Refined structures at 2 and 2.2 Å resolution of two forms of the H-protein, a lipoamide-containing protein of the glycine decarboxylase complex

H‐protein, a 14 kDa lipoic acid‐containing protein is a component of the glycine decarboxylase complex. This complex which consists of four protein components (P‐, H‐, T‐ and L‐protein) catalyzes the oxidative decarboxylation of glycine. The mechanistic heart of the complex is provided by the lipoic acid attached to a lysine residue of the H‐protein. It undergoes a cycle of transformations, i.e. reductive methylamination, methylamine transfer, and electron transfer. We present details of the crystal structures of the H‐protein, in its two forms, H‐ProOx with oxidized lipoamide and H‐ProMet with methylamine‐loaded lipoamide. X‐ray diffraction data were collected from crystals of H‐ProOx to 2 and H‐ProMet to 2.2 Å resolution. The final R‐factor value for the H‐ProOx is 18.5% for data with F > 2σ. in the range of 8.0–2.0 Å resolution.
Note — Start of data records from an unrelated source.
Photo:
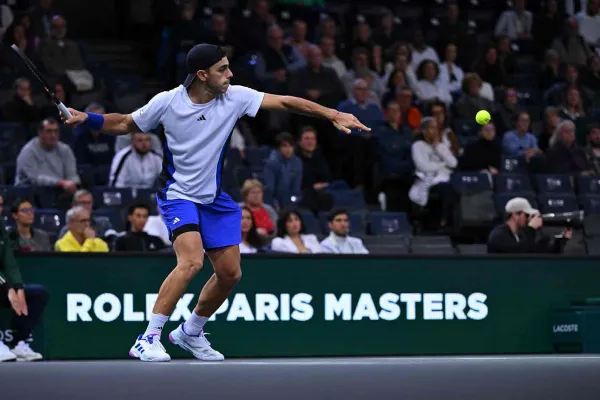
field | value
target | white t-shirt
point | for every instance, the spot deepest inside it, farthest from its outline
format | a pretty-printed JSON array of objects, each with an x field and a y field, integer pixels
[{"x": 196, "y": 137}]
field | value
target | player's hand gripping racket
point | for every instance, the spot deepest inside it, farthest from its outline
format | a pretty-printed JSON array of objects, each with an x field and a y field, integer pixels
[{"x": 61, "y": 107}]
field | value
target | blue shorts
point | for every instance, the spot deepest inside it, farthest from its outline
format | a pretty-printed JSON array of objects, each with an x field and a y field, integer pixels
[{"x": 219, "y": 223}]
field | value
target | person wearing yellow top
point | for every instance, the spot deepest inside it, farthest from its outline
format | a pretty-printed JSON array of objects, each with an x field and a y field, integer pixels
[{"x": 80, "y": 237}]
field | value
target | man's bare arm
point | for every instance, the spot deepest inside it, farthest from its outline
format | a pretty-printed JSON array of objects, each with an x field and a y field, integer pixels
[
  {"x": 115, "y": 124},
  {"x": 343, "y": 121}
]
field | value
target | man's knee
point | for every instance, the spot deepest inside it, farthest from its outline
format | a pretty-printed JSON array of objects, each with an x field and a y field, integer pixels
[{"x": 190, "y": 266}]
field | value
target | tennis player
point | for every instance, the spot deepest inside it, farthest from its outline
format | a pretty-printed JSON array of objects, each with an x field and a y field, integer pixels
[{"x": 198, "y": 118}]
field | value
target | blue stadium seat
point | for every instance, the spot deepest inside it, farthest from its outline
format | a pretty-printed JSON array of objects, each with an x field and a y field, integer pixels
[
  {"x": 112, "y": 197},
  {"x": 50, "y": 221},
  {"x": 388, "y": 223},
  {"x": 501, "y": 199},
  {"x": 554, "y": 184},
  {"x": 590, "y": 204},
  {"x": 309, "y": 221},
  {"x": 512, "y": 183},
  {"x": 470, "y": 182},
  {"x": 588, "y": 185},
  {"x": 513, "y": 165},
  {"x": 556, "y": 203},
  {"x": 351, "y": 199}
]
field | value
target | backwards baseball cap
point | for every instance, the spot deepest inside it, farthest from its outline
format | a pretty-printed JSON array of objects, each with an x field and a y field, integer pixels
[
  {"x": 201, "y": 57},
  {"x": 519, "y": 204}
]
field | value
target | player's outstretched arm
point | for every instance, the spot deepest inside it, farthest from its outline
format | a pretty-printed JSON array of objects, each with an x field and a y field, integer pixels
[
  {"x": 116, "y": 124},
  {"x": 343, "y": 121}
]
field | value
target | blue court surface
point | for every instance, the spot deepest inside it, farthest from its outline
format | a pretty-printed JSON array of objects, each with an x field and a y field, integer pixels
[{"x": 477, "y": 377}]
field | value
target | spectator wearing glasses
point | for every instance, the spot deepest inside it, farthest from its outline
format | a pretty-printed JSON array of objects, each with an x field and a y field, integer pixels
[
  {"x": 80, "y": 237},
  {"x": 338, "y": 241},
  {"x": 25, "y": 237}
]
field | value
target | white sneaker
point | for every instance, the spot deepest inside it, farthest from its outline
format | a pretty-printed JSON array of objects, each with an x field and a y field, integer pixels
[
  {"x": 25, "y": 353},
  {"x": 197, "y": 345},
  {"x": 149, "y": 348},
  {"x": 6, "y": 354}
]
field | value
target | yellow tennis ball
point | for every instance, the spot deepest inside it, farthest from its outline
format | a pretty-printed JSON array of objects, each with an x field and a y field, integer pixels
[{"x": 483, "y": 117}]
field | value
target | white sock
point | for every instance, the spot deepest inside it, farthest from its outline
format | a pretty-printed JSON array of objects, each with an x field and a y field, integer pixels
[
  {"x": 194, "y": 324},
  {"x": 157, "y": 321}
]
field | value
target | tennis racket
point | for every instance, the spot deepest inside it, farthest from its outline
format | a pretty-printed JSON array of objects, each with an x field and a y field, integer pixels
[{"x": 61, "y": 107}]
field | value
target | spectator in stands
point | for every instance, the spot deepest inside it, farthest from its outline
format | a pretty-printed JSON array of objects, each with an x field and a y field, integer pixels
[
  {"x": 46, "y": 161},
  {"x": 591, "y": 78},
  {"x": 431, "y": 89},
  {"x": 367, "y": 112},
  {"x": 316, "y": 82},
  {"x": 92, "y": 147},
  {"x": 99, "y": 223},
  {"x": 434, "y": 163},
  {"x": 589, "y": 23},
  {"x": 338, "y": 241},
  {"x": 361, "y": 69},
  {"x": 551, "y": 73},
  {"x": 21, "y": 108},
  {"x": 277, "y": 61},
  {"x": 251, "y": 240},
  {"x": 471, "y": 102},
  {"x": 421, "y": 51},
  {"x": 330, "y": 58},
  {"x": 25, "y": 238},
  {"x": 484, "y": 154},
  {"x": 80, "y": 236},
  {"x": 521, "y": 232},
  {"x": 507, "y": 112},
  {"x": 439, "y": 111},
  {"x": 57, "y": 53},
  {"x": 264, "y": 215},
  {"x": 451, "y": 75},
  {"x": 572, "y": 48},
  {"x": 592, "y": 150},
  {"x": 572, "y": 107},
  {"x": 136, "y": 166},
  {"x": 563, "y": 155},
  {"x": 298, "y": 38},
  {"x": 155, "y": 226},
  {"x": 27, "y": 302},
  {"x": 283, "y": 171},
  {"x": 291, "y": 235},
  {"x": 490, "y": 69},
  {"x": 136, "y": 239},
  {"x": 548, "y": 25},
  {"x": 516, "y": 23}
]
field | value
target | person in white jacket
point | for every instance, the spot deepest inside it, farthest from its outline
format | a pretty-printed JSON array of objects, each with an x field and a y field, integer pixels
[
  {"x": 137, "y": 165},
  {"x": 434, "y": 163},
  {"x": 292, "y": 237},
  {"x": 338, "y": 241}
]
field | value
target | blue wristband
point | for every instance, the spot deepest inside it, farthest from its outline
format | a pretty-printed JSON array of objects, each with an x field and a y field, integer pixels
[{"x": 94, "y": 121}]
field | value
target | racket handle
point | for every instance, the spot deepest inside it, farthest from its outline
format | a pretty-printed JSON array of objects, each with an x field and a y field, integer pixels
[{"x": 63, "y": 110}]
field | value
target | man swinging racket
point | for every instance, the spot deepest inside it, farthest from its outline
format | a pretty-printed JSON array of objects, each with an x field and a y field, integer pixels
[{"x": 198, "y": 118}]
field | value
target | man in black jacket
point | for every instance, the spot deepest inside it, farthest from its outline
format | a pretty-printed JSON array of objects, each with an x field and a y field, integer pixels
[
  {"x": 521, "y": 232},
  {"x": 136, "y": 239}
]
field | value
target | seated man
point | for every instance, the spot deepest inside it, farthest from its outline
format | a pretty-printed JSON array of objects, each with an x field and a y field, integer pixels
[
  {"x": 136, "y": 166},
  {"x": 100, "y": 224},
  {"x": 338, "y": 241},
  {"x": 137, "y": 239},
  {"x": 26, "y": 238},
  {"x": 27, "y": 302},
  {"x": 80, "y": 237},
  {"x": 46, "y": 161}
]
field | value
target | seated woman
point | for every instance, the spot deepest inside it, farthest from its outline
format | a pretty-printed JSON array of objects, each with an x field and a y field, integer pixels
[
  {"x": 434, "y": 163},
  {"x": 292, "y": 238},
  {"x": 251, "y": 241},
  {"x": 264, "y": 215}
]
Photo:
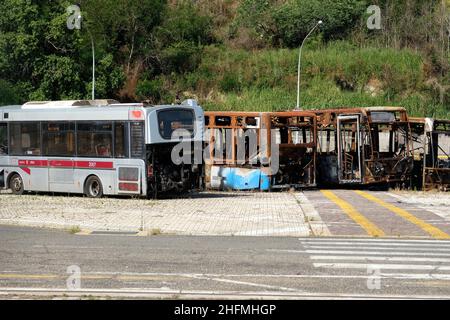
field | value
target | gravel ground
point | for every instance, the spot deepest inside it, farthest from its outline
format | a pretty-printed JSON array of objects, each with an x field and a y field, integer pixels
[
  {"x": 208, "y": 213},
  {"x": 436, "y": 202}
]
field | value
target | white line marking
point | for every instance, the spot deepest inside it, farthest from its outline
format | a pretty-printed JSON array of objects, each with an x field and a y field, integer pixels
[
  {"x": 380, "y": 266},
  {"x": 406, "y": 259},
  {"x": 252, "y": 284},
  {"x": 431, "y": 241},
  {"x": 158, "y": 292},
  {"x": 363, "y": 252},
  {"x": 381, "y": 244}
]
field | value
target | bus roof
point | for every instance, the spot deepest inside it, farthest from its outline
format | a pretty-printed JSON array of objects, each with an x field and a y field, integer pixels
[{"x": 78, "y": 110}]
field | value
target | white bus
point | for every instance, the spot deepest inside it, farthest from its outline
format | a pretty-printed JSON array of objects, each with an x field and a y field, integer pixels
[{"x": 96, "y": 147}]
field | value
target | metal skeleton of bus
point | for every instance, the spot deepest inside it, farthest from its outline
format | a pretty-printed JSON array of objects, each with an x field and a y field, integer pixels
[
  {"x": 363, "y": 146},
  {"x": 431, "y": 153},
  {"x": 96, "y": 147},
  {"x": 291, "y": 135}
]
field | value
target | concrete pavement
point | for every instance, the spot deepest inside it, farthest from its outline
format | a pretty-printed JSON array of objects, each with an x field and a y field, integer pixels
[{"x": 35, "y": 263}]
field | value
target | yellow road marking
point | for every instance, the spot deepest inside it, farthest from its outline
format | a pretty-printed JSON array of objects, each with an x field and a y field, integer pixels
[
  {"x": 365, "y": 223},
  {"x": 428, "y": 228},
  {"x": 28, "y": 276}
]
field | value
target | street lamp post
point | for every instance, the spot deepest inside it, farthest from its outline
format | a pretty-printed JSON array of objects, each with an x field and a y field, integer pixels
[
  {"x": 93, "y": 59},
  {"x": 299, "y": 62}
]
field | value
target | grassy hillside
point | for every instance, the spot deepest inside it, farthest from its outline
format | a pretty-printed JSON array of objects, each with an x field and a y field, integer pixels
[{"x": 230, "y": 54}]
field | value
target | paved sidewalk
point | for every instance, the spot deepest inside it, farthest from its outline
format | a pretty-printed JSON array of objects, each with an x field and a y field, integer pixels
[{"x": 208, "y": 213}]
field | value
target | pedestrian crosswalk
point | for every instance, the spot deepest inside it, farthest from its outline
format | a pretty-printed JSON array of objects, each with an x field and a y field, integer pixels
[{"x": 393, "y": 258}]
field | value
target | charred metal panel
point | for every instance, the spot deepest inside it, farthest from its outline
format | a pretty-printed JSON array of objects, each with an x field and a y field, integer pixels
[
  {"x": 292, "y": 135},
  {"x": 238, "y": 179},
  {"x": 375, "y": 148}
]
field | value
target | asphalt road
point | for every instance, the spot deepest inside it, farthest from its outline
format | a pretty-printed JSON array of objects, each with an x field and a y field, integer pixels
[{"x": 34, "y": 263}]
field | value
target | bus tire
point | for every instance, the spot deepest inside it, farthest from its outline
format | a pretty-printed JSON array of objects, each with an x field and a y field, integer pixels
[
  {"x": 16, "y": 184},
  {"x": 93, "y": 187}
]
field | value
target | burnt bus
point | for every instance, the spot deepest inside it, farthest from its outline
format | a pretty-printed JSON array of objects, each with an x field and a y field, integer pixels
[
  {"x": 364, "y": 146},
  {"x": 260, "y": 151},
  {"x": 98, "y": 147},
  {"x": 431, "y": 153}
]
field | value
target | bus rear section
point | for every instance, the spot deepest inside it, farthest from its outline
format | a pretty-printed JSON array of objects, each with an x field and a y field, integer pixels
[
  {"x": 431, "y": 153},
  {"x": 260, "y": 151},
  {"x": 94, "y": 148},
  {"x": 364, "y": 146}
]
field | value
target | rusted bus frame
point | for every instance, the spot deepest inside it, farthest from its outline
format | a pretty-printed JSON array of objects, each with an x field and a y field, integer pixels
[
  {"x": 328, "y": 117},
  {"x": 265, "y": 123},
  {"x": 433, "y": 177}
]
The refinement confirmed our previous model, refined to 2.6 Å, of a β‐fold sandwich structure with two β‐sheets. The lipoamide arm attached to Lys63, located in the loop of a hairpin conformation, is clearly visible at the surface of the protein. The H‐ProMet has been crystallized in orthorhombic and monoclinic forms and the structures were solved by molecular replacement, starting from the H‐ProOx model. The orthorhombic structure has been refined with a final R‐factor value of 18.5% for data with F > 2σ in the range of 8.0–2.2 Å resolution. The structure of the monoclinic form has been refined with a final R‐factor value of 17.5% for data with F > 2σ in the range of 15.0–3.0 Å. In these two structures which have similar packing, the protein conformation is identical to the conformation found in the H‐ProOx. The main change lies in the position of the lipoamide group which has moved significantly when loaded with methylamine. In this case the methylamine‐lipoamide group is tucked into a cleft at the surface of the protein where it is stabilized by hydrogen bonds and hydrophobic contacts. Thus, it is totally protected and not free to move in aqueous solvent. In addition, the H‐protein presents some sequence and structural analogies with other lipoate‐ and biotin‐containing proteins and also with proteins of the phosphoenolpyruvate:sugar phosphotransferase system.